His teammates struggled mightily to reach base to increase the chances of getting their big bopper one more at-bat in each game.
His teammates could have gotten him 20 more trips to the plate and it wouldn't have mattered.
Tom Evans got a pinch hit that allowed Cabrera to come to bat in the ninth inning in the first game at Green Stadium. "I thought everyone was cheering for me at first," he said. "Then I realized it was because it meant he would bat again.
"All the guys were pulling for him," Evans said of the final inning at Chiba on Monday. "You could see us at the edge of the dugout, just trying to put a rally together so he could come up again.
"He was under so much pressure, with the home runs and the triple crown..."
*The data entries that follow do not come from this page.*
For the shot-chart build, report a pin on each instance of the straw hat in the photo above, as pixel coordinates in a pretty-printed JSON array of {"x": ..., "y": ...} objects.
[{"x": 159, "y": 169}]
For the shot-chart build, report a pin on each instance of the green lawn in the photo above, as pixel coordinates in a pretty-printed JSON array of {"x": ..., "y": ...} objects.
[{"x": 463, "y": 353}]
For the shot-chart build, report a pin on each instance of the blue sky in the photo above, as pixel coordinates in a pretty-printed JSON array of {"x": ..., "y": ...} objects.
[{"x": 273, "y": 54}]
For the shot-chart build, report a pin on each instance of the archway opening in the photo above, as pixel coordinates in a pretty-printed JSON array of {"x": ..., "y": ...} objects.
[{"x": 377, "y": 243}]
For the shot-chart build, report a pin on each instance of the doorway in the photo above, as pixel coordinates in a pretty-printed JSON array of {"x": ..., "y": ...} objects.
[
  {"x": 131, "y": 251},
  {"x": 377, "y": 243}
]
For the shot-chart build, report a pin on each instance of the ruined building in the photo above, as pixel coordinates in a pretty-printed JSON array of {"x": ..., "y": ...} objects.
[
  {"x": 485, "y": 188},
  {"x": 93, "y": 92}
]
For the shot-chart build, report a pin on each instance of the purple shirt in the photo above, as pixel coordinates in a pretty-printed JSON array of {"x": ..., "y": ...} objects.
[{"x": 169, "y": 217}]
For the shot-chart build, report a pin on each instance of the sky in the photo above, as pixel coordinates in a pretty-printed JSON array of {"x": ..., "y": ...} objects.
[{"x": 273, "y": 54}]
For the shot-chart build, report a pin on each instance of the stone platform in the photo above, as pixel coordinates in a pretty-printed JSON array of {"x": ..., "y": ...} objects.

Through the final week and a half, Cabrera was calm when it came to dealing with the pressure and all the attention.
His rants and raves were few and far between although Cabrera was critical of Hawks manager Sadaharu Oh--and for good reason. The Hawks threw four wide ones to Cabrera, which greatly increased the chance of the Lions tying the game--although it, very slightly, decreased the chances of the Lions scoring two runs instead of one.
The reason for the walk was to keep Cabrera even with Oh in the record books. It was a game-losing strategy, and Oh was wrong to sanction it. It was the third time he's sat on his hands while his players have played not to win but to protect Oh's record.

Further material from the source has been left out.